When I make my snack sticks the casings always get a little rubbery.  I use callogen casings and have tried a bath and no bath after the smoke.  Both ways the casings end up loose and rubbery. It seems to happen after they have been vacuum sealed and froze.  Anyone else have this happen?


----------



## daveomak (Dec 15, 2013)

http://www.smokingmeatforums.com/t/133405/beef-sticks-with-home-made-stuffing-tubes

I use edible collagen and here is nepas recipe/method I used....


----------



## motoman3b (Dec 17, 2013)

sounds like they are re hydrating themselves from moisture in the meat, are they still warm when your vacuum sealing?  I'd let cool down or try to cook more moisture out of them in the smoker


----------



## charlie tango (Dec 17, 2013)

After I take the sticks out of the freezer they have a smooth look to them like a hot dog.  I don't remember the amount of time in the smoker, but they seem to cook fast.  The pictures I see on here, the sticks look to have shrunk a little and are wrinkled.   Should I cook at a lower temp for longer to take out some moisture?  And, should I turn up the heat at the end to get some smoke?


----------



## motoman3b (Dec 17, 2013)

sounds like you are cooking them too fast. you want to start out your smoke at like 120 degrees and slowly bump up ever hour to 160-180 to finish should take about 8 hours to smoke


----------



## daveomak (Dec 17, 2013)

Charlie Tango said:


> After I take the sticks out of the freezer they have a smooth look to them like a hot dog.  I don't remember the amount of time in the smoker, but they seem to cook fast.  The pictures I see on here,* the sticks look to have shrunk a little and are wrinkled*.   Should I cook at a lower temp for longer to take out some moisture?  And, should I turn up the heat at the end to get some smoke?

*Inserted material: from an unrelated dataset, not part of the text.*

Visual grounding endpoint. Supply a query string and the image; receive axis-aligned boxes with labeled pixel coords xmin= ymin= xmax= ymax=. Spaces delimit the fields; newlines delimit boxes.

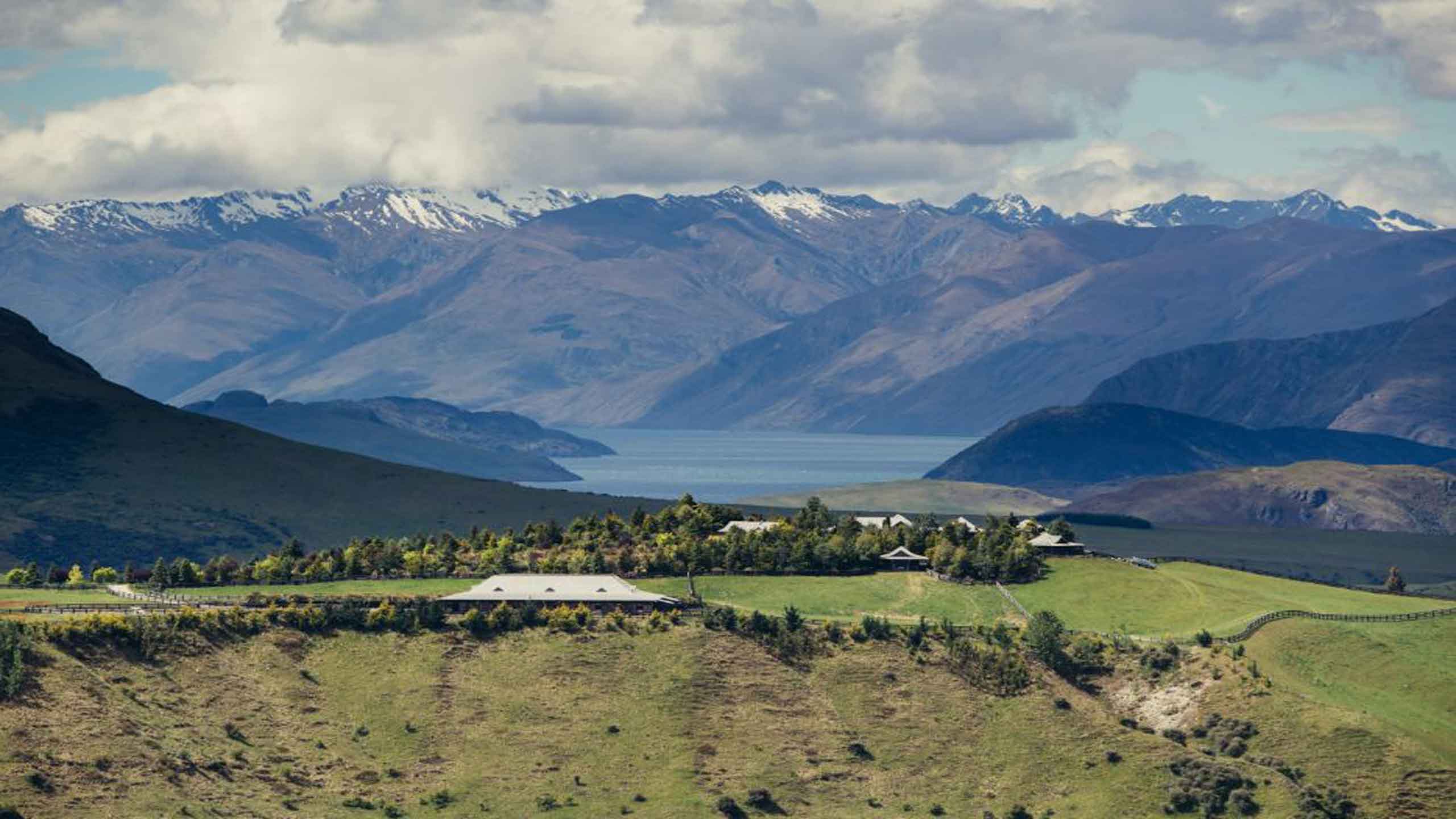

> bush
xmin=748 ymin=788 xmax=780 ymax=813
xmin=0 ymin=619 xmax=31 ymax=700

That look is on purpose....  If you don't rinse and cool, the collagen shrinks and forms to the meat...   I like the look... and the flavor....  Cooking at 140 ish for 24 hours does not render any of the fat....  gives a very pleasing texture......

Dave


----------



## charlie tango (Jan 19, 2014)

Well, I have smoked another batch of sticks.  Unfortunately I was pulled away for a few hours at the end and the sticks smoked too long.  I started out at 150 for an hour and bumped up 5 -10 degrees every hour untill the internal temp was 150.  I was pulled away from the project for a few hours.  When in got back I bumped the temp up and internal temp came up to 165 fast.  I opened the door to cool (17 degrees outside).  The sticks are the best so far.  No rubber casings by any means.  Just a little too dry.  They look great.  Now I need to figure when to pull them moisture wise.


----------



## daveomak (Jan 19, 2014)

Charlie Tango said:


> Well, I have smoked another batch of sticks.  Unfortunately I was pulled away for a few hours at the end and the sticks smoked too long.  I started out at 150 for an hour and bumped up 5 -10 degrees every hour untill the internal temp was 150.  I was pulled away from the project for a few hours.  When in got back I bumped the temp up and internal temp came up to 165 fast.  I opened the door to cool (17 degrees outside).  The sticks are the best so far.  No rubber casings by any means.  Just a little too dry.  They look great.  Now I need to figure when to pull them moisture wise.




If  you smoke the sticks at 110 for about 8-10 hours then set the smoker to 160.... they will be done in about 24 hours and not dried out...  I learned that from nepas....


----------